Stoudt also confirmed Claire's return, saying "The show is always asking ‘How can you achieve change?’ Alex represents trying to change things from the inside. Bradley straddles inside and outside, and is a little split on either space. Claire is very definitely on the outside."

==Critical reviews==
"The Revolution Will Be Televised" received positive reviews from critics. Maggie Fremont of Vulture gave the episode a 3 star rating out of 5 and wrote, "In case it hasn't been obvious enough, The Morning Show makes clear in “The Revolution Will Be Televised” that the dynamic shared between the series and its audience is very much the audience going “This show is insane, what could be more batshit than this?” and The Morning Show going “Hold my beer.” And then it does something like have the Iranian government go after Alex Levy with deep fakes. The Iranian government. The more bonkers this series gets, the more I enjoy it, and that is simply my truth."

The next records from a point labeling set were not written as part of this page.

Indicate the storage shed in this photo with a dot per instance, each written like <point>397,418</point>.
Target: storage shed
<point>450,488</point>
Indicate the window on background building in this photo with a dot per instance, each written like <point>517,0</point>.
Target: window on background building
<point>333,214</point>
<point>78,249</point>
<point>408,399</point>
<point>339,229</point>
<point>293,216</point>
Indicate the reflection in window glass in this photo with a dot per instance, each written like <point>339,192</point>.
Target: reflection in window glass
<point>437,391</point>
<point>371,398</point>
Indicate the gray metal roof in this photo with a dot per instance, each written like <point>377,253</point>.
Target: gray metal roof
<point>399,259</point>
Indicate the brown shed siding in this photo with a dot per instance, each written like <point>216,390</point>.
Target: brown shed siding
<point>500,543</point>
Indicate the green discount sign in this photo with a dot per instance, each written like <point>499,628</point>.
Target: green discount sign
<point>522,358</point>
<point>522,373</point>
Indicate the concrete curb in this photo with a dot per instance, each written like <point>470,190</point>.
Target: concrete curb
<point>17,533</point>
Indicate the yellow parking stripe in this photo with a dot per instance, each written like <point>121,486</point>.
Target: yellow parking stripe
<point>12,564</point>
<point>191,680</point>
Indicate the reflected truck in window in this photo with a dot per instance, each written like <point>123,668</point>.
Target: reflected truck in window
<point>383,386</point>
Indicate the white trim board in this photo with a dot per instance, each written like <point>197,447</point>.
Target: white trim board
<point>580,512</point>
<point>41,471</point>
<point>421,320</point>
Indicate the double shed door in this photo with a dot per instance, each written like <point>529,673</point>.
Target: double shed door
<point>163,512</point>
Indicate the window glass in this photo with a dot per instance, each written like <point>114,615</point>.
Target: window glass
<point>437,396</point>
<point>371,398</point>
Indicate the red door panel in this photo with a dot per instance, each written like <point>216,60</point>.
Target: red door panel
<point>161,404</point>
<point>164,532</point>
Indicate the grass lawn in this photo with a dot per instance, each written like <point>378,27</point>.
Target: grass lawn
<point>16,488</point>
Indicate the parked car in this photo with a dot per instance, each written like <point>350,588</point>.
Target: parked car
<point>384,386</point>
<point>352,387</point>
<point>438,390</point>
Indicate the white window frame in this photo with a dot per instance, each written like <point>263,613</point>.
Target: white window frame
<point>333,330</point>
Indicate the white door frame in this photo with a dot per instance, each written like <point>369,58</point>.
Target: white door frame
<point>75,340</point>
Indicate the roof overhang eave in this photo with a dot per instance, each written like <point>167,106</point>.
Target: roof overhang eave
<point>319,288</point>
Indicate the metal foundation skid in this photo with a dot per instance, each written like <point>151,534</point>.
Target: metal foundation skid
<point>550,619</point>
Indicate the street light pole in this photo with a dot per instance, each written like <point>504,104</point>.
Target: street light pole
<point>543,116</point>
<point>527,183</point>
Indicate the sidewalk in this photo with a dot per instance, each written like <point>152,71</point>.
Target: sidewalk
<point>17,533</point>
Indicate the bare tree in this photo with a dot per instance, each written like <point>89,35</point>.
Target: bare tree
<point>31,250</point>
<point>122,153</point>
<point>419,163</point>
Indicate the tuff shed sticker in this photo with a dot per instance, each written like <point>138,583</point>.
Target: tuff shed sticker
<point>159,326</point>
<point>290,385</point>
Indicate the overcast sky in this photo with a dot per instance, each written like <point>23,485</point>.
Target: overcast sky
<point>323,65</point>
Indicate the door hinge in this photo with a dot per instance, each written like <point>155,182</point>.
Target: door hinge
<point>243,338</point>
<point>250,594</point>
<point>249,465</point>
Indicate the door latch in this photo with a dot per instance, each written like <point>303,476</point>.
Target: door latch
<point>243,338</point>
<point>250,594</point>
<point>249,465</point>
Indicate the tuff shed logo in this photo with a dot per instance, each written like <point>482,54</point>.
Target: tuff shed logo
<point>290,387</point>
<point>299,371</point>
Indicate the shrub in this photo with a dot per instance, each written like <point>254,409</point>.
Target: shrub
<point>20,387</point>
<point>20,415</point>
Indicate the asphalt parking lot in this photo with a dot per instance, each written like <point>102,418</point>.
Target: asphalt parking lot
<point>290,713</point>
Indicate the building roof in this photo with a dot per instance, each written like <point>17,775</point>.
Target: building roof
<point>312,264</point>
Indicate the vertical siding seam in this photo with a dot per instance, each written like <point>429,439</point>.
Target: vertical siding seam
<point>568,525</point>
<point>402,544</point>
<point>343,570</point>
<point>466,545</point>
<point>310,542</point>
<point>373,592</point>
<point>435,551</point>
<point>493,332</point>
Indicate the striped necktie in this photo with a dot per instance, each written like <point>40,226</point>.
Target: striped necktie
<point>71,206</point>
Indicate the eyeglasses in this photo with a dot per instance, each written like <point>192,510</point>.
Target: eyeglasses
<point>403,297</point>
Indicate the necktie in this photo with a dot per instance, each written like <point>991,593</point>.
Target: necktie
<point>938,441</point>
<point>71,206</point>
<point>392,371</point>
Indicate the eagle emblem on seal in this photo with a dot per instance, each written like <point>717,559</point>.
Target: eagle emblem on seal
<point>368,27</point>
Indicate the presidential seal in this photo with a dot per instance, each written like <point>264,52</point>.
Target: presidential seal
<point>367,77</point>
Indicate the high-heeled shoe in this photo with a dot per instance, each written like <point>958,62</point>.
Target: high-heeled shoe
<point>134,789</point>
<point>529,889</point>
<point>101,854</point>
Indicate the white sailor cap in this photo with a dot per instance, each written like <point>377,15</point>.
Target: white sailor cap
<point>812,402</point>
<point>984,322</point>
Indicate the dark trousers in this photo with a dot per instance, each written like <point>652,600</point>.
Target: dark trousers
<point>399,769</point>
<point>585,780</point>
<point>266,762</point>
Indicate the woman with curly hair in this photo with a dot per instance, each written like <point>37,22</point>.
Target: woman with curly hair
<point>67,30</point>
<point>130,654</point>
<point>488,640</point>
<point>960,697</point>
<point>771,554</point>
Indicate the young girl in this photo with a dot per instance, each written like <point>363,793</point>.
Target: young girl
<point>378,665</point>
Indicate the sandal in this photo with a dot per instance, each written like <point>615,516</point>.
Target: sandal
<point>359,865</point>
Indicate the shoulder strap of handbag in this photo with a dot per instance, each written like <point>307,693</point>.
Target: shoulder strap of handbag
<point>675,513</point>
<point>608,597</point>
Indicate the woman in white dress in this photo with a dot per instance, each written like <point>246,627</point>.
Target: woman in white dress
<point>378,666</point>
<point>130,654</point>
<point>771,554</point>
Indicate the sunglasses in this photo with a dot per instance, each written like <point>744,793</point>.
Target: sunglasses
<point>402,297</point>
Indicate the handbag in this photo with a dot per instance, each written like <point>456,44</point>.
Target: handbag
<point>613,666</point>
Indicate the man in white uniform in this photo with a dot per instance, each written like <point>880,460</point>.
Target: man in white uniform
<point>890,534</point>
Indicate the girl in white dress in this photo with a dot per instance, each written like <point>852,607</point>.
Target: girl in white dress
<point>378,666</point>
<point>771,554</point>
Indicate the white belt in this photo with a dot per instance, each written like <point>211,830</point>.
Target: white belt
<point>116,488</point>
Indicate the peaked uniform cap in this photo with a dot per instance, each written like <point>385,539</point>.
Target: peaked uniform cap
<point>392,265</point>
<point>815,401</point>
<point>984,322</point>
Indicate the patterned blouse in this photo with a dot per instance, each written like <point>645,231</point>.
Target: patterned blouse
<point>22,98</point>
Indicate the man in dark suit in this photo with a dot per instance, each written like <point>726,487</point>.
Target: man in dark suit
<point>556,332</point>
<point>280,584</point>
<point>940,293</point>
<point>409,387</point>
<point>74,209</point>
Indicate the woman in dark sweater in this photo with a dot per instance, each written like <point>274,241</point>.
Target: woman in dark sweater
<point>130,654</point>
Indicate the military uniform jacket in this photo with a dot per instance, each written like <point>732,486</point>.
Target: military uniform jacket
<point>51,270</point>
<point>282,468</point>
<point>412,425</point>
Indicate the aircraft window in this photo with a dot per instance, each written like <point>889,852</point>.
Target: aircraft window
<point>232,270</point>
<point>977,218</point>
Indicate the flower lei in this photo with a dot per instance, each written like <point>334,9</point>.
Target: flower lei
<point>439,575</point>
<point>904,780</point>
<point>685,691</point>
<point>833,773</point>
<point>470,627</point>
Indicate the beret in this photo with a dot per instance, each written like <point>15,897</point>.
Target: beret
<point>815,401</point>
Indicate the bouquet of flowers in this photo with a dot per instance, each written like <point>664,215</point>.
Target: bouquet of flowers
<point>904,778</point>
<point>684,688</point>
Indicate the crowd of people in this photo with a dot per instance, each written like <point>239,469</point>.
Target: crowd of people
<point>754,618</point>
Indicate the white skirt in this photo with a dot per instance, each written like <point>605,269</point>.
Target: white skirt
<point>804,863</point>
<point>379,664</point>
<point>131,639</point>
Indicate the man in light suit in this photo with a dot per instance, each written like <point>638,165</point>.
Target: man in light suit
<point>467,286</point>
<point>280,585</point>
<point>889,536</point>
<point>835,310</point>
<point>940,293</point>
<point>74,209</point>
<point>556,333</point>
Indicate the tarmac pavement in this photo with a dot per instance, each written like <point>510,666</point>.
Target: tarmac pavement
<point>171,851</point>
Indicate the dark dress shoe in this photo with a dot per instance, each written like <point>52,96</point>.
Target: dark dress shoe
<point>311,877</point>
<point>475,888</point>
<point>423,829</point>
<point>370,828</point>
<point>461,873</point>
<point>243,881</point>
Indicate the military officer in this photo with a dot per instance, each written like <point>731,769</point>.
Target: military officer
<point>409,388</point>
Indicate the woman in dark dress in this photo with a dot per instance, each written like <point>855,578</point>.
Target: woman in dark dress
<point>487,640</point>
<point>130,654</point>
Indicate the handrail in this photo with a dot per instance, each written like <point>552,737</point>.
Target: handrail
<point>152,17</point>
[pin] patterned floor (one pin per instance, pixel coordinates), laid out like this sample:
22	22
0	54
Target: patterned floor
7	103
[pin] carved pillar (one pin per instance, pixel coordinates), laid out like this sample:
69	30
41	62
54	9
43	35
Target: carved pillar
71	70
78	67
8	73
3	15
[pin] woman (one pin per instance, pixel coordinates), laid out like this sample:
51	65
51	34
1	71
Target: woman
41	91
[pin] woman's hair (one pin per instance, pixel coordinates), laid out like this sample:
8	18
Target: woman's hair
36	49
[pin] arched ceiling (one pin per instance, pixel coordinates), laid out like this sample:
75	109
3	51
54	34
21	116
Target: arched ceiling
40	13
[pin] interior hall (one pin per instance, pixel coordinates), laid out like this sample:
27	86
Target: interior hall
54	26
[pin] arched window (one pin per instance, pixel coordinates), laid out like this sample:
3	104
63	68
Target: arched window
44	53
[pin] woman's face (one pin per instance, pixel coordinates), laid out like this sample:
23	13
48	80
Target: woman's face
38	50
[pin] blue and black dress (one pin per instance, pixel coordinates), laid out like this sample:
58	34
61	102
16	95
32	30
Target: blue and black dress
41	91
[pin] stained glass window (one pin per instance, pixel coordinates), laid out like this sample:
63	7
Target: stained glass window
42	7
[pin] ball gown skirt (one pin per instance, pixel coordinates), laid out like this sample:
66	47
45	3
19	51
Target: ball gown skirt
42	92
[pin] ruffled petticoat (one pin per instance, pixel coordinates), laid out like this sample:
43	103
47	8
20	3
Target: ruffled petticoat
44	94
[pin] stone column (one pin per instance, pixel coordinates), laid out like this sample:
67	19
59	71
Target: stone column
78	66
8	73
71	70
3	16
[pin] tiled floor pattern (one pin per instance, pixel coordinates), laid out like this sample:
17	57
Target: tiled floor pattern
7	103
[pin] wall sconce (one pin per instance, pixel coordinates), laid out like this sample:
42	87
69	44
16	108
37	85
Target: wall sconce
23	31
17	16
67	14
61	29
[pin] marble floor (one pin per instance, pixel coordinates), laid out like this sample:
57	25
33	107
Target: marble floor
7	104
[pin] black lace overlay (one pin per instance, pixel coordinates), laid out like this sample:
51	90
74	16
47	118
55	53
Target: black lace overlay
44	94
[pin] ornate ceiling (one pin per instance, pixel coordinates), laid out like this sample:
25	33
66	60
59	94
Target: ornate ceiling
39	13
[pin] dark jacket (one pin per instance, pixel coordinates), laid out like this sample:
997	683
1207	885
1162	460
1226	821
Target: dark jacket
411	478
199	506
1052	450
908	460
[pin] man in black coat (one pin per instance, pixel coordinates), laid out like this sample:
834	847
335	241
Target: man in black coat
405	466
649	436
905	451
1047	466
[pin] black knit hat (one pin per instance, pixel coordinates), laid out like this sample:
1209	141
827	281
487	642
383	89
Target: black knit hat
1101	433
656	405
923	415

Kimberly Roots of TVLine wrote, "“He is risen,” Cory Ellison gleefully proclaims at the end of this week's The Morning Show. It's not lost on him (or us) that he's talking about himself in messianic terms; dude's never had a problem with self-esteem. This time, however I'll allow it, because he's actually on the cusp of pulling off the miraculous: a return to power at the network that ousted him last season."

Michel Ghanem of Elle wrote, "And just like that, Bradley is back at UBN. Personally, I'm still reeling from last week's bonkers episode, but I'm happily signing up for more chaos — we could all use some escapist television right now." Denis Kimathi of TV Fanatic gave the episode a 4.7 star rating out of 5 and wrote, "“The Revolution Shall Be Televised” is another fantastic hour of The Morning Show that deals with a pertinent issue and delivers drama. What more could we ask for?"